Merops interceptors: an economical counter that still points to commercial parts
The Pentagon will deploy Ukrainian‑origin Merops interceptor drones as a scalable solution against mass salvo threats from Shahed‑style loitering munitions. The Merops are reported to cost roughly $14,000–$15,000 per unit. While Perennial Autonomy, the Merops OEM, did not confirm how the interceptor is powered, visible design features — small size, pneumatic launch, and that price point — point to use of an electric brushless motor and other commercially off‑the‑shelf (COTS) inputs. The source highlights that both FPVs and interceptor designs tend to rely on the same small, commercial‑grade parts: brushless motors, microelectronics for optronics, fibre‑optic cables, and batteries.
Blue UAS certification and the limits of “de‑Sinocizing” supply chains
There is an explicit effort to identify and exclude Chinese inputs. The U.S.‑led Blue UAS certification program aims to create a Sino‑free drone supply chain by certifying vendors without Chinese components.
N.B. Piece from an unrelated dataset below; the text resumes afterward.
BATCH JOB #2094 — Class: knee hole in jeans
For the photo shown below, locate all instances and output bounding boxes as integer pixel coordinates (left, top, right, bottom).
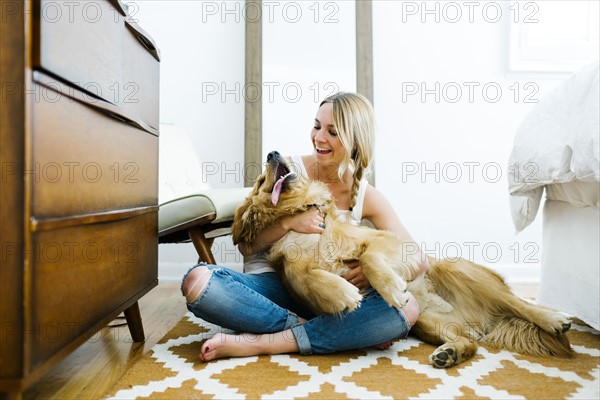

Yet in 2025, of 300 submissions to Blue UAS, only 23 companies and solutions passed; most failures were due to Chinese‑sourced inputs. The source frames the tension clearly: demand for scale is urgent, but “true Sino‑free solutions at competitive costs do not exist,” leaving buyers and certifiers with a practical dilemma.
China’s industrial footprint: the chokepoints named
The source provides concrete figures for where China concentrates production of critical drone inputs: about 80% of the world’s drone component production; 75% of global lithium‑ion battery output; 80% of neodymium magnet manufacturing; and 98% of rare‑earth permanent magnets, the magnets that drive brushless motors in nearly every small drone. The reporting states that virtually every nation producing FPVs and loitering munitions — including the U.S., Russia, Iran, Ukraine, and India — depends on Chinese inputs for the majority of critical components. Even some Blue UAS‑approved vendors remained vulnerable to Chinese supply‑chain controls.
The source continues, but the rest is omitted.